BARINMA HAKKI
Hayatta kalma ve kendini güvende hissetme içgüdüsü çoğu canlıyı yuva edinmeye sürükler.
DELİK, KOVUK, YUVA, İN, BARINAK
Karıncasından, arısına, tilkisinden, baykuşuna, köstebeğinden, balığına, timsahına kadar çoğu hayvan türünde rastlanan ortak bir davranış türüdür. Bitkiler için ise genel bir arada çok olma stratejisi benzer bir hayatta kalma avantajı sağlar. Rahatsız edilmeden uyuyacağı, besleneceği, çiftleşip, yavrularını yetiştirebileceği bir yuva ortamı bunu talep eden her canlı için bir hakdır.
YUVA KUTSALDIR
Bir canlının yuvasından yahut barındığı ortamdan sürülüp çıkarılması ise kutsal kitaplarda dahi bahsi geçen en büyük günahdır.
Bu hak, elinden alınmak istenen canlının iş nereye giderse gitsin, direnme ve savunma hakkı vardır.
Ayrıca bir canlı barınağına izinsiz veya kötü niyetle giren başka bir canlıyı etkisiz hale getirebilmesi haktır.
İNSAN BARINMA
Bütün canlı formlarının yuva oluşturma arzularını normal görüp bunda kolaylıklar sağlanması insanın işgal alanları içerisinde insanın sorumluğundadır.
Öncelikle insan kendi barınma sorunlarını ivedilikle, minimize bir şekilde halletmek zorundadır.
İnsan organizasyon yeteneklerini kullanarak türdeşlerine yeterli barınak alanları tahsis etmek zorundadır.
İnsan bu alanları ne kadar minimum tutar ve konforundan kısar ise, kendi türü ve diğer canlılara o kadar çok yaşama alanı bırakabilir.
Bu en çok yine kendi yararınadır aslında.
Bunu çok geç olmadan idrak etmesi umuduyla.
İNSAN YERLEŞKE BİÇİMİ
Kendi biricik dünyasında diğer canlı formlarına görece, akılca ve sayıca dominant güç olan insan, kendi yerleşke, tarım, sanayi, turizm, enerji ve maden alanları ilan ettiği bölgelerde habitattaki tür çeşitliliğini riske atmayan bir düzenlemeye gitmesi gerekmektedir.

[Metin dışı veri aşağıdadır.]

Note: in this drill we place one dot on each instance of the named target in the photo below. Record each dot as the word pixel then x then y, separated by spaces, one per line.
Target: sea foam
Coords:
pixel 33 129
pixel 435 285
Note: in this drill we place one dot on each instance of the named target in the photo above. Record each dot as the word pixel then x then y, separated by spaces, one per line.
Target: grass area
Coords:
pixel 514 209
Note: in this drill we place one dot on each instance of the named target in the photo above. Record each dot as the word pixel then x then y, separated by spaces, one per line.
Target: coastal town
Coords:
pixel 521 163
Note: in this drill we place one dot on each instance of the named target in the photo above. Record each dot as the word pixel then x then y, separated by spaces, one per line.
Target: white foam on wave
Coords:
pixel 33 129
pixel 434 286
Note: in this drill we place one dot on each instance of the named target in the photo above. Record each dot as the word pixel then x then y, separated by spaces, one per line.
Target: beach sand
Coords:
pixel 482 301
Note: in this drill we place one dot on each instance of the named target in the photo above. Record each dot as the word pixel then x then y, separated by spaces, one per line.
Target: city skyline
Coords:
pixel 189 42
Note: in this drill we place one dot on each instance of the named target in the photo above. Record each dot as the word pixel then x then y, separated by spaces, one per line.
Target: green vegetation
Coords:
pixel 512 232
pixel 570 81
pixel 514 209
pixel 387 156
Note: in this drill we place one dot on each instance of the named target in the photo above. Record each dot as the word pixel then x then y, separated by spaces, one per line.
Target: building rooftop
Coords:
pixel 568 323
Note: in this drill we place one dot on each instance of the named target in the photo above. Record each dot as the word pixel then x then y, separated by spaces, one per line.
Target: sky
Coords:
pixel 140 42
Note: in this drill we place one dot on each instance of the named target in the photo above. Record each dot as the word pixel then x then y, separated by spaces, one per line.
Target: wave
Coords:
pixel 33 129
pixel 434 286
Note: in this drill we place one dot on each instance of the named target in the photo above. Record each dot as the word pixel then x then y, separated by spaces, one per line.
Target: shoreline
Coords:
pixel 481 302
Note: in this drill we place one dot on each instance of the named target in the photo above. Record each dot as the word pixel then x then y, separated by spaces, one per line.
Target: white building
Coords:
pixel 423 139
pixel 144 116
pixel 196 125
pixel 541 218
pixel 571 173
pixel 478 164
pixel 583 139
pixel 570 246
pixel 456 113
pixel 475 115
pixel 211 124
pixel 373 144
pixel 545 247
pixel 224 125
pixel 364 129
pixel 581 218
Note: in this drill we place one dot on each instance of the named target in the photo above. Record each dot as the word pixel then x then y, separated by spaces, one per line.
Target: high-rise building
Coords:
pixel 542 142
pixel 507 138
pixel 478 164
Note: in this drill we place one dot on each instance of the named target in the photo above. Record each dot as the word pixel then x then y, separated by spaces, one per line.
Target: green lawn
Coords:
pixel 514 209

Yani bir tarım alanında yaşayabilecek, bitki ve hayvan popülasyonunun gelecek nesillerde de var edebilmesini sağlanması gerekmektedir.
Kısa vadede ürün bolluğu için yararlıymış gibi görünen tarım ilaçları ve alınan diğer tedbirler ile bütün böcekler, kurbağalar, sinekler dolayısıyla yılanlar, kuşlar vb canlılar dolayısıyla insana kadar u laşan bütün besin zincirindeki bitki ve hayvan barınma alanlarının korunması ve geliştirilmesi insanın işgal alanlarında görevidir.
DOĞAL YERLEŞİM
İnsanın yerleşke alanlarının yeniden imarı sırasında, tabiata olabildiğice içiçe yaşam kurrallarına uymak gerekmektedir.
Hiç bir yapının yöre bitki örtüsünden daha yüksekte olmaması gereklidir.
Mümkünse yapılaşmanın toprakla teması minimum olmalıdır.
Toprak altına girilmemeli, hemzemin ve dağınık ve açık yerleşilmelidir.
Aileler konutlarının etrafında varolan ağaçlara ve canlılara zarar vermeyen bir yerleşim mimarisi oluşturulması gerekmektedir.
Bu yerleşkelerin etrafındaki suyu, havayı ve toprağı kirletmemesi, gürültüye, manyetik alan ve ışık kirliliğine sebep olmaması gerekmektedir.
Bu tedbirlerin tamamı, biyolojik bir varlık olduğunu unutan insanın da uzun vadeli yararınadır.